Had it been done months sooner -- for example, before his preliminary hearing -- Mr. Akinwale could have asked his judge in Allegheny County to reduce his original bond, and he could have been released from jail much earlier.
Instead, he remained in custody for five months.
Following the waiver of his preliminary hearing, Mr. Akinwale's first Common Pleas Court date was scheduled for May 27.
On May 9, Allegheny County Assistant Public Defender Jaclynn Kearney entered her appearance in the case, but on May 20, that changed to Assistant Public Defender Hart Hillman.
Mr. Akinwale was scheduled to have his first pre-trial conference before Allegheny County Common Pleas Judge Donna Jo McDaniel on May 27.
Mr. Hillman was not there, so Ms. Kearney stood in for him. She tried to get Mr. Akinwale to plead guilty, even though he insisted he'd committed no crime. He had never met the lawyer before.

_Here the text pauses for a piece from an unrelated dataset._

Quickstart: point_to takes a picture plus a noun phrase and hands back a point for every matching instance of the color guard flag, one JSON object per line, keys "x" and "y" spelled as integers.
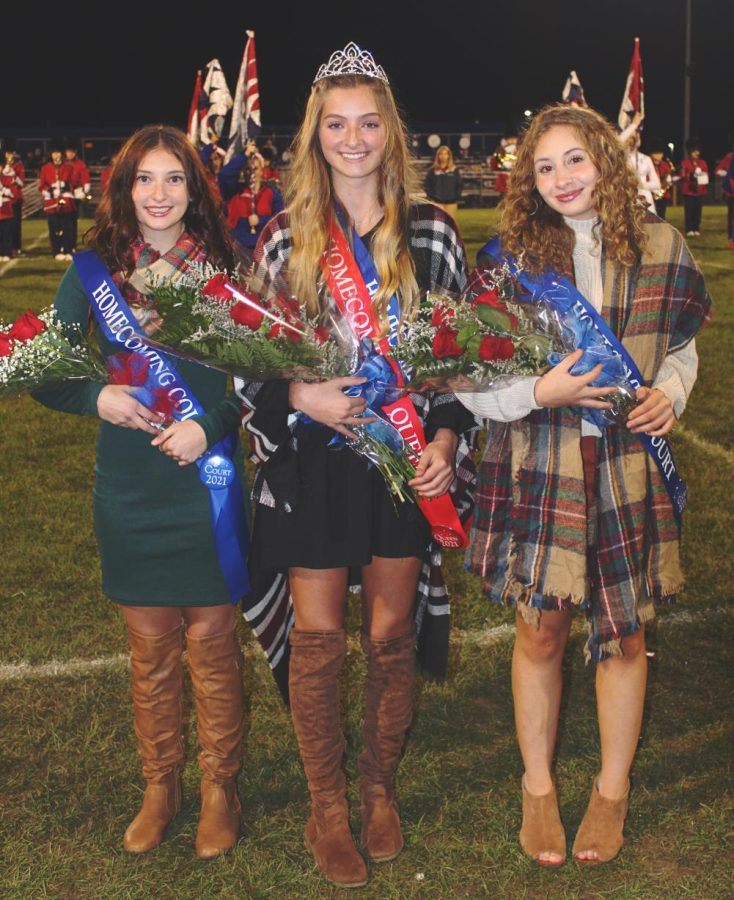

"She has no idea who I am, about what the case is, when she's trying to get me to plead," Mr. Akinwale said.
The case was postponed that day. In the months after, he attempted to write to Ms. Kearney twice but got no response.
He tried to write to Mr. Hillman three times, and called the public defender's office multiple times as well.
"I couldn't get through to him," Mr. Akinwale said. "I could only leave messages on the phone."
He estimated he tried to contact an attorney at the public defender's office 10 to 20 times between March and August.
At one point, with no response from the PD's office, Mr. Akinwale resorted to filing his own, handwritten motions to Judge McDaniel.
"For five months, I have not been visited or spoken to by the public defender, Hart Hillman...," he wrote. "I take issue that I have not had a chance to talk with Mr. Hillman about my case. Also that I have to write my own motions without the advice of an attorney."
When his case was listed on June 20, Mr. Hillman (who was off work due to injury, according to the case file) had another public defender, Rebecca Hudock, stand in. The case was postponed for four more days. At that next hearing, Mr. Hillman was out again, and so Ms. Kearney represented him.
Again, he said, she wanted him to plead guilty.
He refused, and the case was again postponed -- this time until Aug. 18. In the meantime, Mr. Akinwale went back to jail.
At the Aug. 18 hearing, again Mr. Hillman was not there.
"I was pretty much expecting the lawyer assigned to me would not show up," Mr. Akinwale said.
Instead, another public defender, Sammy Sugiura, stood in. Again, he tried to get a postponement, but Judge McDaniel refused.
Mr. Akinwale said he wanted to go to trial, but Mr. Sugiura told him if they did, the case would have to be tried that day.
The only alternative was to plead guilty. The prosecution offered pleas to just the summary counts. Mr. Akinwale didn't want to take them because he didn't want the conviction on his record, but he didn't want to go back to jail either.
So he took the pleas.
"I had no idea they were going to keep me here for five months," Mr. Akinwale said.
Mr. Hillman said he had a fall in June and was taking heavy pain medications, which required him to call off of work.
"I did use a lot of sick days, but again, it was not by design," he said. "I've been ill a lot this summer."
Mr. Hillman said he remembered the defendant's name because it was unusual, but that he didn't remember receiving any communications from him.
"Anything with respect to my absences is truly attributable to my health," Mr. Hillman said. "It has nothing to do with me trying to avoid my responsibilities."
Chief Public Defender Michael Machen said he could not comment on individual cases or on the attorneys who handled them.
"I don't condone you not showing up. I don't condone you not meeting with your client," he said. "We're not fungible."
Mr. Machen said that in every case -- regardless of charges -- the public defender should do his or her best.
"Everybody should get the same caliber of representation," he said. "Every case should be handled the same way.
"If you start with that premise, you never really lose."